Increased transaction costs would not be limited to individual stock transactions, but would flow through to mutual funds and ETFs and any other financial product to which the FTT applies. As a result, FTTs would also have a significant impact on passive investments like index-based products, which have higher turnovers given redemptions and portfolio rebalances, the study found. Of course, the biggest victims of the FTT would be high-frequency traders.

Since retirement accounts including the Federal Thrift Savings Plan are invested in target date funds, “every time the fund manager rebalances or shifts the asset mix, the tax would be imposed….These costs will be heavily born by pension, asset and fund managers managing individual investor money, i.e. passed on to the individual investor. This is a tax on all investors, not just the wealthy,” SIFMA said.

“Given the increased trade costs, FTTs decrease returns on investment portfolios and retirement accounts,” the study reported. An International Monetary Fund (IMF) study FTTs caused negative impacts on returns, including:

  • On average, across 14 separate transaction tax changes in AsiaPac markets, a 23% rise in transaction costs caused an immediate 1% decline in daily market returns;
  • A 1% tax on equity trades in Sweden resulted in a market decline of 5.3% in the 30 days leading up to the introduction of the tax.

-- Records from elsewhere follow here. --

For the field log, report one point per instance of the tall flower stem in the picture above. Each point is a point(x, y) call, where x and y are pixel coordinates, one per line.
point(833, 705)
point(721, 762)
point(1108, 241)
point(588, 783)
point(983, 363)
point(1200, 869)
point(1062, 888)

“As shown in this report, FTTs fail to reach objectives on the following accounts: (a) they increase costs and lower returns for individual investors; (b) they typically, and often significantly, miss revenue generation projections, as the taxable base declines with volumes; (c) not only do they not curb volatility but instead increase it as trading volumes decline, harming capital markets; (d) they increase financing costs for municipalities, the federal government and corporations; (e) they increase prices for consumer goods; and (f) they generally damage economic growth by decreasing revenues and jobs in the U.S. as volumes migrate,” SIFMA asserted.